Un rebond mensuel inattendu en juin
Selon les données publiées jeudi par l'Office national des statistiques (ONS), le produit intérieur brut (PIB) du Royaume‑Uni a progressé de 0,3 % en juin par rapport à mai. Ce résultat dépasse les attentes des économistes interrogés par Reuters, qui anticipaient en moyenne une stagnation (0,0 %) pour le mois.

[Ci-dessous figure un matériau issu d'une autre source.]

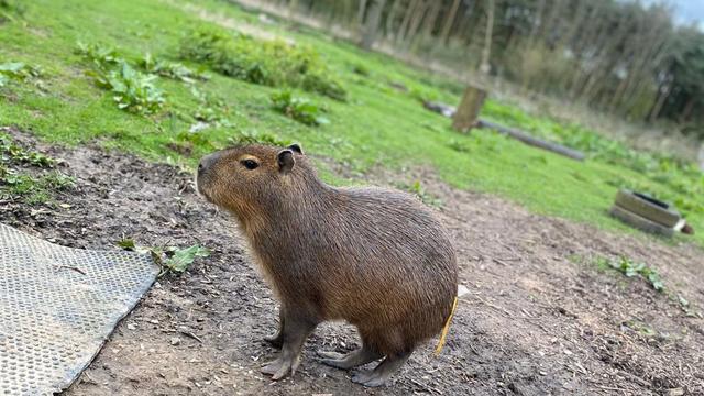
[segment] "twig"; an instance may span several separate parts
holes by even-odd
[[[409,378],[409,381],[411,382],[411,384],[418,386],[419,388],[426,391],[427,393],[437,393],[438,395],[442,394],[440,391],[433,388],[430,385],[424,385],[424,384],[419,383],[418,381],[416,381],[414,378]]]
[[[82,271],[82,270],[80,270],[78,267],[73,267],[73,266],[68,266],[68,265],[57,265],[56,266],[56,270],[62,270],[62,268],[72,270],[72,271],[75,271],[75,272],[77,272],[77,273],[79,273],[81,275],[88,275],[88,274],[86,274],[85,271]]]
[[[179,330],[178,332],[179,332],[179,333],[182,333],[182,334],[184,334],[184,336],[186,336],[186,337],[190,337],[191,339],[194,339],[194,340],[196,340],[196,341],[198,341],[198,342],[202,343],[202,340],[201,340],[198,336],[196,336],[196,334],[194,334],[194,333],[191,333],[191,332],[184,331],[184,330]]]
[[[507,317],[513,317],[513,316],[514,316],[512,312],[507,311],[506,309],[504,309],[504,308],[502,308],[502,307],[499,307],[499,306],[493,305],[492,302],[486,301],[485,299],[483,299],[483,298],[482,298],[482,297],[480,297],[480,296],[476,296],[476,295],[475,295],[475,297],[476,297],[476,299],[479,299],[479,300],[480,300],[482,304],[484,304],[485,306],[487,306],[487,307],[490,307],[490,308],[494,308],[494,309],[496,309],[496,310],[498,310],[498,311],[502,311],[502,312],[504,312]]]

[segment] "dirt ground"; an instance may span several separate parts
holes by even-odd
[[[354,330],[326,323],[294,378],[258,373],[275,351],[276,302],[234,222],[194,191],[191,175],[96,145],[28,146],[65,160],[77,189],[28,207],[0,202],[0,221],[68,246],[200,243],[212,255],[165,276],[64,394],[78,395],[704,395],[704,320],[645,280],[588,264],[625,254],[657,268],[692,310],[704,308],[704,254],[692,245],[616,235],[460,191],[424,174],[444,201],[438,216],[457,246],[460,298],[440,356],[420,348],[385,388],[321,365],[318,349],[356,348]],[[380,173],[384,184],[391,175]]]

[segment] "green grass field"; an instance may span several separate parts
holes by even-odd
[[[376,166],[396,170],[430,167],[458,188],[496,194],[539,213],[634,233],[609,218],[607,209],[619,187],[637,188],[673,201],[700,231],[693,239],[704,244],[704,176],[694,164],[635,152],[580,125],[527,114],[493,100],[482,117],[583,150],[588,160],[574,162],[492,131],[458,134],[450,129],[449,119],[425,110],[419,99],[455,103],[461,85],[387,56],[362,52],[321,32],[290,30],[282,21],[265,24],[255,13],[216,0],[197,6],[180,0],[7,3],[0,13],[6,15],[0,22],[0,65],[21,62],[41,73],[0,84],[0,125],[16,125],[62,144],[99,140],[107,147],[189,167],[200,155],[230,144],[232,139],[297,141],[308,153],[348,167],[350,174],[359,175],[358,183]],[[246,81],[257,79],[260,69],[248,72],[243,80],[212,70],[220,61],[179,57],[194,30],[229,29],[226,33],[232,34],[238,26],[293,40],[307,48],[307,54],[320,57],[321,73],[340,82],[346,100],[297,85],[293,92],[324,108],[329,123],[309,127],[274,110],[271,96],[280,87]],[[245,55],[251,51],[251,62],[260,62],[255,53],[261,52],[262,40],[250,40],[238,51]],[[163,107],[148,114],[125,111],[118,107],[114,92],[86,75],[96,65],[77,52],[79,42],[114,48],[135,68],[148,53],[158,59],[182,62],[191,70],[205,68],[210,79],[185,82],[156,77],[148,84],[163,92]],[[286,51],[284,55],[288,56]],[[267,66],[270,61],[261,62],[264,76],[277,67]],[[395,89],[391,82],[403,84],[408,90]],[[199,121],[207,127],[189,132]],[[350,182],[324,164],[320,162],[326,179]]]

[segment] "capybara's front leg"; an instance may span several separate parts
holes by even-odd
[[[284,306],[282,305],[278,308],[278,331],[274,336],[264,337],[264,341],[268,342],[276,349],[282,349],[282,345],[284,344]]]
[[[286,310],[284,314],[283,345],[278,358],[262,367],[262,373],[272,375],[272,380],[278,381],[288,373],[293,376],[300,364],[300,351],[308,336],[316,329],[319,320],[307,315],[295,315],[296,310]]]

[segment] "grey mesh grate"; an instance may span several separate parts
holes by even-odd
[[[0,396],[69,386],[157,273],[146,255],[59,246],[0,224]]]

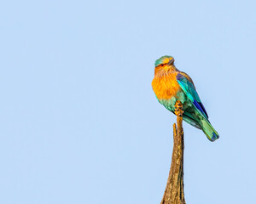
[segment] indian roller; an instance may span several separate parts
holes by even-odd
[[[154,63],[154,77],[152,88],[159,102],[175,113],[176,101],[183,104],[183,119],[201,129],[212,142],[218,134],[208,120],[207,110],[201,103],[190,76],[174,65],[174,58],[163,56]]]

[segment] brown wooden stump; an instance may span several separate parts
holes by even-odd
[[[167,184],[160,204],[185,204],[183,184],[184,139],[183,128],[183,105],[175,105],[177,128],[173,124],[173,150]]]

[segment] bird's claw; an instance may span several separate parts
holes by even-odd
[[[175,104],[175,110],[174,113],[176,116],[182,116],[183,114],[183,104],[180,100],[177,100]]]

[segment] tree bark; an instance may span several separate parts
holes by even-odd
[[[177,100],[175,105],[177,128],[173,124],[173,150],[167,184],[160,204],[185,204],[183,184],[183,105]]]

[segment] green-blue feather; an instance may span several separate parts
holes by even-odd
[[[193,105],[193,110],[195,110],[191,112],[185,111],[183,119],[191,125],[201,128],[211,141],[218,139],[219,136],[211,125],[207,113],[193,83],[181,74],[177,75],[177,81],[190,103]]]

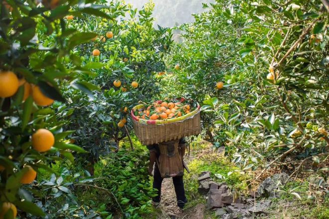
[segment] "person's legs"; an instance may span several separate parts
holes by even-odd
[[[185,190],[184,189],[184,183],[183,176],[176,176],[172,177],[172,182],[175,187],[176,197],[177,198],[177,205],[182,209],[187,202],[186,197],[185,196]]]
[[[155,203],[160,202],[161,197],[161,184],[164,178],[161,177],[160,171],[158,165],[156,164],[154,167],[154,174],[153,175],[153,188],[158,190],[158,196],[152,198],[153,202]]]

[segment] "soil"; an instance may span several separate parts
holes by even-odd
[[[203,219],[205,206],[198,204],[192,208],[182,210],[177,206],[176,194],[170,178],[164,179],[161,188],[161,219]]]

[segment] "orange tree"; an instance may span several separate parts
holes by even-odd
[[[0,218],[44,213],[33,203],[41,199],[34,183],[47,163],[84,152],[64,140],[66,121],[57,120],[60,109],[46,107],[69,100],[61,89],[90,92],[96,87],[85,79],[92,74],[71,51],[96,34],[69,28],[70,14],[109,15],[95,1],[8,0],[0,4]],[[69,68],[68,68],[69,67]],[[67,112],[68,115],[69,112]],[[58,189],[67,191],[65,187]]]
[[[110,18],[86,15],[68,22],[68,28],[97,34],[73,53],[95,72],[85,74],[85,78],[100,89],[87,96],[64,88],[64,96],[70,101],[63,111],[74,110],[67,127],[77,130],[72,138],[91,152],[88,162],[92,165],[100,155],[118,148],[119,141],[132,129],[128,115],[133,106],[159,93],[155,76],[164,69],[163,57],[169,48],[171,33],[168,28],[153,27],[153,7],[149,3],[138,11],[131,5],[111,2],[102,10]]]
[[[203,102],[215,144],[245,170],[263,168],[256,179],[276,163],[291,177],[311,167],[326,179],[328,6],[217,0],[180,27],[184,42],[168,59],[180,66],[166,83]]]

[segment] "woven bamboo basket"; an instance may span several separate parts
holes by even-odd
[[[201,132],[200,106],[178,118],[166,120],[147,120],[137,118],[134,111],[142,108],[137,105],[131,110],[135,133],[142,143],[149,145],[197,135]]]

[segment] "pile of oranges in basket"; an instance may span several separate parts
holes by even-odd
[[[190,104],[181,102],[156,101],[134,112],[138,118],[147,120],[164,120],[177,118],[188,114],[195,109]]]

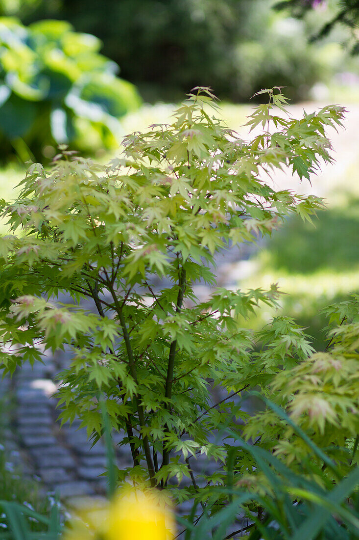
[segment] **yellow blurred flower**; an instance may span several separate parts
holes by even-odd
[[[128,489],[102,508],[81,509],[64,540],[172,540],[172,514],[156,490]]]
[[[173,531],[171,515],[154,492],[132,491],[120,495],[111,504],[105,538],[169,540]]]

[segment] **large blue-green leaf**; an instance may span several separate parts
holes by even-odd
[[[12,94],[0,107],[0,130],[10,140],[23,137],[30,130],[37,114],[34,103]]]
[[[51,134],[58,144],[70,143],[74,138],[73,117],[72,111],[62,107],[52,110],[50,114]]]
[[[49,94],[50,81],[43,76],[25,82],[22,80],[17,73],[12,72],[7,73],[5,80],[14,93],[29,101],[41,101]]]
[[[98,105],[115,118],[135,110],[141,103],[133,84],[106,73],[88,77],[79,85],[78,91],[81,99]]]
[[[46,40],[60,40],[65,33],[73,30],[72,25],[67,21],[55,21],[52,19],[38,21],[30,24],[29,28],[32,33],[43,36],[46,38]]]

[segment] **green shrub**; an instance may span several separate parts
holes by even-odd
[[[275,13],[273,0],[22,3],[23,21],[65,18],[99,37],[104,53],[147,99],[180,100],[183,92],[201,85],[222,98],[247,100],[277,84],[286,85],[291,98],[302,99],[338,63],[333,48],[323,61],[326,45],[308,45],[307,24]],[[344,55],[337,49],[342,69]]]
[[[43,159],[59,144],[89,150],[118,143],[119,119],[140,99],[100,45],[63,21],[25,27],[0,19],[0,158],[15,150],[28,159],[27,147]]]
[[[105,398],[111,427],[126,430],[133,459],[120,480],[161,487],[193,480],[189,456],[223,460],[227,446],[211,442],[211,434],[226,415],[238,429],[229,399],[210,405],[210,385],[232,394],[256,386],[268,392],[274,375],[284,369],[290,380],[313,352],[291,320],[275,320],[257,336],[243,328],[259,303],[275,304],[275,286],[218,288],[203,302],[194,286],[215,282],[213,256],[230,243],[255,241],[285,216],[305,219],[321,207],[313,195],[275,191],[261,173],[285,164],[308,178],[320,159],[330,161],[325,130],[341,124],[343,109],[291,119],[284,97],[263,91],[269,103],[248,123],[262,129],[246,143],[213,116],[214,98],[203,90],[171,125],[127,137],[123,155],[108,165],[66,150],[49,171],[33,164],[19,198],[3,204],[11,234],[0,239],[0,333],[17,348],[2,353],[2,367],[13,373],[25,360],[40,360],[39,343],[52,350],[70,346],[72,364],[59,376],[61,418],[79,416],[95,442]],[[273,105],[282,116],[273,116]],[[158,292],[154,276],[167,280]],[[56,301],[63,292],[73,305]],[[97,314],[82,309],[81,299]],[[258,355],[254,346],[266,336],[270,345]],[[173,491],[185,497],[199,489],[195,481]]]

Le chiffre de mai a par ailleurs été révisé à la baisse et affiche finalement une croissance nulle, ce qui rend le rebond de juin d'autant plus notable pour les comptes mensuels.
Ce qui a tiré la croissance — et ce qui l'a freinée
L'ONS identifie des facteurs conjoncturels favorables ayant profité aux entreprises en juin :
- Services : hausse de 0,4 %, principal contributeur au rebond mensuel ;
- Production industrielle : recul de 0,2 % ;
- Construction : baisse de 0,1 %.
Les statisticiens notent que moins d'entreprises ont évoqué l'impact du conflit en Iran qu'au cours des mois précédents, une évolution qui coïncide avec une période de cessez‑le‑feu dans la région et donc un répit sur les prix de l'énergie. L'ONS souligne également que des événements ponctuels — le coup d'envoi de la Coupe du monde de football masculin et une météo clémente — ont eu un effet positif sur l'activité commerciale en juin.
Un trimestre toujours au‑dessus de la normale, mais un ralentissement
Sur le trimestre (les trois mois clos fin juin), l'économie britannique a progressé de 0,4 %. Il s'agit d'un ralentissement par rapport au premier trimestre, qui avait enregistré une hausse de 0,6 %, mais reste supérieur au rythme « normal » de croissance.
Le chiffre du deuxième trimestre est légèrement inférieur au consensus Reuters, qui tablait sur une expansion de 0,4 %, confirmant néanmoins que la première moitié de 2026 a été marquée par une activité plutôt soutenue.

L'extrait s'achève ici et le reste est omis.